There is, unfortunately, a darker side to Ukrainian nationalism, which has been cynically exploited at times by western powers. Groups like Right Sector and the Azov Battalion have strong currents of extreme right-wing ideology, but, in the days of the 2013 Euromaidan protests, the 2014 “Revolution of Dignity” against the Moscow-aligned Viktor Yanukovych, and the battles over the Donbass separatist regions, these far-right movements were useful. The Azov Battalion has been fighting Russian forces during the present war, especially on the southeastern front.

But it is unnecessary to dwell on the dark side of Ukrainian nationalism. Ukrainians—and people around the world—have been inspired by President Zelenskyy and men and women like Patriarch Sviatoslav, calling their fellow Ukrainians to defend their land, their people, their unique culture, and their history. These calls, of course, lead me to wonder whether the war in the Ukraine is a real struggle for liberal democracy against postliberal, populist voices.

If an American or Western European politician invoked “our natural right and sacred duty to defend our land and our people, our state and all that is dearest to us: family, language and culture, history and the spiritual world,” one doubts that he or she would be greeted with the same enthusiasm that has welcomed the Ukrainian resistance to the Russian onslaught. Again Reno: “We are socialized to believe that we have a fundamental moral duty to resist populist calls for a more nationalist politics.” He goes on to say, “A politician or public figure who stands for something strong, whether it’s nationalism or even traditional morality, invariably gets described as ‘authoritarian.’”

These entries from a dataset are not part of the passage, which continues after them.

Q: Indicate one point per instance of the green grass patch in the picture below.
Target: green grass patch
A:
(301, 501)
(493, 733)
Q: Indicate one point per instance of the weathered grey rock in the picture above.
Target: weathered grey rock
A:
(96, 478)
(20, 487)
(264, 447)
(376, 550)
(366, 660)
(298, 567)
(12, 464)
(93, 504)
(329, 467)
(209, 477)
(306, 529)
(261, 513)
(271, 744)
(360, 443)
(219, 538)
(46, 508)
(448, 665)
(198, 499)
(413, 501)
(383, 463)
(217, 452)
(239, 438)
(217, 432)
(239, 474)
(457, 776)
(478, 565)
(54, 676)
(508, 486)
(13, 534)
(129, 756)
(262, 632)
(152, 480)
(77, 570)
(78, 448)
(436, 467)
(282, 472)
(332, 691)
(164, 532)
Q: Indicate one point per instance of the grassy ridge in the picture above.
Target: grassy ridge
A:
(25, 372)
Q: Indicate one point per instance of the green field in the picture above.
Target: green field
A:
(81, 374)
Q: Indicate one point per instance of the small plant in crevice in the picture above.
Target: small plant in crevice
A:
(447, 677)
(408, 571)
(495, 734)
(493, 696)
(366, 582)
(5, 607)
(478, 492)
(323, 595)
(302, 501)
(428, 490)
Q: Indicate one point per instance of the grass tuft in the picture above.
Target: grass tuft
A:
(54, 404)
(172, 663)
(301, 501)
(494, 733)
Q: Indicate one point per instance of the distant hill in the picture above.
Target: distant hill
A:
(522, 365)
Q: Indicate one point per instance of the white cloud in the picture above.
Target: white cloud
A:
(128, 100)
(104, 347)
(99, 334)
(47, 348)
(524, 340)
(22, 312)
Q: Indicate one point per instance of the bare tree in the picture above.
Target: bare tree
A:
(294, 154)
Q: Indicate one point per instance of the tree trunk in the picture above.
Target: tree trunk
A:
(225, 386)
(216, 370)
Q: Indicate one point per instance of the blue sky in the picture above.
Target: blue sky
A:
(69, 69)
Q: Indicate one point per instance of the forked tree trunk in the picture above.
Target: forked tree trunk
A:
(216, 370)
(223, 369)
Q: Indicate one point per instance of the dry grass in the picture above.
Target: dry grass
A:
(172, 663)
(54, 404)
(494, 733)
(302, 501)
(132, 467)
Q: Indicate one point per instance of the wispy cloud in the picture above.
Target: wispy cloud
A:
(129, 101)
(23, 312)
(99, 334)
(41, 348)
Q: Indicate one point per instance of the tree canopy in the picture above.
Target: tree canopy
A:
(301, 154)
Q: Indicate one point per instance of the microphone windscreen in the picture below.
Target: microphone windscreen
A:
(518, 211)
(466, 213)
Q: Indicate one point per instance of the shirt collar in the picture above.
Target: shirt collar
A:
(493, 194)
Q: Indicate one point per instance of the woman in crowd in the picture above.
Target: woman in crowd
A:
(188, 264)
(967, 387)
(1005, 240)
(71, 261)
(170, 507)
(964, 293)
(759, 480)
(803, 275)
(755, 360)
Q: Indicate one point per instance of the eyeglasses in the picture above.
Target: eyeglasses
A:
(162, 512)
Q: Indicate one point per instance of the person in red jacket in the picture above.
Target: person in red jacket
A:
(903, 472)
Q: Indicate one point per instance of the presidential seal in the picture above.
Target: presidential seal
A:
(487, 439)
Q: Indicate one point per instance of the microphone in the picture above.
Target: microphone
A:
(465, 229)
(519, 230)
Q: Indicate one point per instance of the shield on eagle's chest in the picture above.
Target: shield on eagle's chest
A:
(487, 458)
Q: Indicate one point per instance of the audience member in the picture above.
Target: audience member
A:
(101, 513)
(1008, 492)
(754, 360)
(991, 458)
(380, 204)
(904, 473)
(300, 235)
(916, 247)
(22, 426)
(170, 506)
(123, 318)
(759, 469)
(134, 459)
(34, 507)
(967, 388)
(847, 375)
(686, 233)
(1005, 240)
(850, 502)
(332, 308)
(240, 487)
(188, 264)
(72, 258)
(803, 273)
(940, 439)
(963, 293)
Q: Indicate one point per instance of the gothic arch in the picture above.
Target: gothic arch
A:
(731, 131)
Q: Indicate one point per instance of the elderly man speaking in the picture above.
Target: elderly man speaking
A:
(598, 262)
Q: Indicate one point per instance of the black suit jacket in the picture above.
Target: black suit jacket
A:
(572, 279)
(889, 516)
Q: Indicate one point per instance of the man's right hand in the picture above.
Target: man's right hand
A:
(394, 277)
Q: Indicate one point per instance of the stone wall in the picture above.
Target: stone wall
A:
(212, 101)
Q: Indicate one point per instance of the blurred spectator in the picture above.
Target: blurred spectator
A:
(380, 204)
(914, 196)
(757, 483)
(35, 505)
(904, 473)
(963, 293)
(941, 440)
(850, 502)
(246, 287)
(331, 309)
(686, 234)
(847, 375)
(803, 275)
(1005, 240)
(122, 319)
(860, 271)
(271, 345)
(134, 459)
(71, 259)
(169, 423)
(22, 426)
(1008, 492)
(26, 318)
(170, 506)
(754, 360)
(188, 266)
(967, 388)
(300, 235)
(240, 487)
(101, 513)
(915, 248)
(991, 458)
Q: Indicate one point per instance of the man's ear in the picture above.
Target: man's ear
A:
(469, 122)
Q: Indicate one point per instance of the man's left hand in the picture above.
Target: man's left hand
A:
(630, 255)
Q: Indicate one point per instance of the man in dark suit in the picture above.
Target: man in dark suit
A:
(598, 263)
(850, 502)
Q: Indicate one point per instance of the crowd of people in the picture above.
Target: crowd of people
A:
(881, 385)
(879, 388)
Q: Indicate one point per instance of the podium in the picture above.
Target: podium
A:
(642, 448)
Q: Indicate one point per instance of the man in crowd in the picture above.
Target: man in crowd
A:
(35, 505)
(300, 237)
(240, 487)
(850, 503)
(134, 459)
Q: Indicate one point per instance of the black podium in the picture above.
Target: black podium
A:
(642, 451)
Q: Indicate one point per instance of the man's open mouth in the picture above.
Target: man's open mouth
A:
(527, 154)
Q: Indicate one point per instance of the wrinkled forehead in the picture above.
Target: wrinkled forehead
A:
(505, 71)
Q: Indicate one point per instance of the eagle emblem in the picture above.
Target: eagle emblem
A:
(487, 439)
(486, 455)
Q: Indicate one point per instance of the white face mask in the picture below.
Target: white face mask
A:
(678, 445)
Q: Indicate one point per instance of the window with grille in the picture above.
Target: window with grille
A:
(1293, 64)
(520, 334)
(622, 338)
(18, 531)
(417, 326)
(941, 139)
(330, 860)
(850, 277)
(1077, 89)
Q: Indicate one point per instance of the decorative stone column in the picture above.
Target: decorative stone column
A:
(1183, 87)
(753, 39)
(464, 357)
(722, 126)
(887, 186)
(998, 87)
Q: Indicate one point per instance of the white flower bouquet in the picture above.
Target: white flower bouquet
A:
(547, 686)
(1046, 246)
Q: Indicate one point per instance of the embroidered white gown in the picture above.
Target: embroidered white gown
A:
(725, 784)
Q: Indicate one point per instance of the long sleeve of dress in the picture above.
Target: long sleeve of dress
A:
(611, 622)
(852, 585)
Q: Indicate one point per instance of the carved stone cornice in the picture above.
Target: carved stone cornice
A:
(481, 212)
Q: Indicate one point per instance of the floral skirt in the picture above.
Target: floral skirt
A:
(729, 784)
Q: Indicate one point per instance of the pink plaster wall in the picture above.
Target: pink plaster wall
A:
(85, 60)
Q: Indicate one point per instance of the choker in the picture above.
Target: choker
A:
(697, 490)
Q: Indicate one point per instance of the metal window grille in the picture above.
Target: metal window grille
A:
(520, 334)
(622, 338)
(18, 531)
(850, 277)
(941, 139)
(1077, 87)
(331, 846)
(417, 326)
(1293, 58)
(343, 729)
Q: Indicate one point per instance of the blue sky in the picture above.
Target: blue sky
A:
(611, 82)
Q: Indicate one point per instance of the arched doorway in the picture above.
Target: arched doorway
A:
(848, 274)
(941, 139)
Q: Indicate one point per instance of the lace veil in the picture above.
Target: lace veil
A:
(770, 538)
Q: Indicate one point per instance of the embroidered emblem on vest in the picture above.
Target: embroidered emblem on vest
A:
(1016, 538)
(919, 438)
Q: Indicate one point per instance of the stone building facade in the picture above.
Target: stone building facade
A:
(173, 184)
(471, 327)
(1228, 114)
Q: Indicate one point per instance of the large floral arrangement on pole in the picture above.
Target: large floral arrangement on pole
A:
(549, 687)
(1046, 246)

Indeed, there are plans afoot in the European Union to punish Hungary and Poland financially under the guise of rule-of-law standards. Certainly Viktor Orbán and Andrzej Duda have long given liberal democrats heartburn, but it is impossible to see that their forthright populism is really all that different than the patriotic nationalism coming from the Ukraine. No doubt the Hungarians and the Poles have noticed. President Zelenskyy is the idol of Europe—President Emmanuel Macron of France released a batch of photos showing him dressed down, just like Zelenskyy—and the EU is hitting Hungary and Poland in the checkbook.

President Zelenskyy is certainly winning the information war in the west. And this leads me to wonder if the liberal voices are right, if the war for the Ukraine will result in western liberal democracies being revitalized with liberal-democratic values. Or will the calls for a united Ukrainian nation be taken up in countries that have seen the complete disenchantment and dissolution of concepts like “nation” and “unity.” It is often said (and often attributed to Alasdair MacIntyre—though I have been told subsequently it actually comes from Stanley Hauerwas) that no one dies for the telephone company, yet, as Reno noted going on five years ago, that is exactly what liberalism has asked. The bravery of the people of the Ukraine points toward a different way.

The defense of the Ukraine—so far from serving as a cudgel for liberals to beat postliberals and populists with—may well provide a rallying cry not for liberalism but for populism and nationalism. The ideas and values being defended against Russian aggression are not necessarily the values of liberal democracy in 2022. But they are being defended valiantly. The liberals who point toward the Ukraine as an example of all that is best and noblest about the west may well find that people agree with them.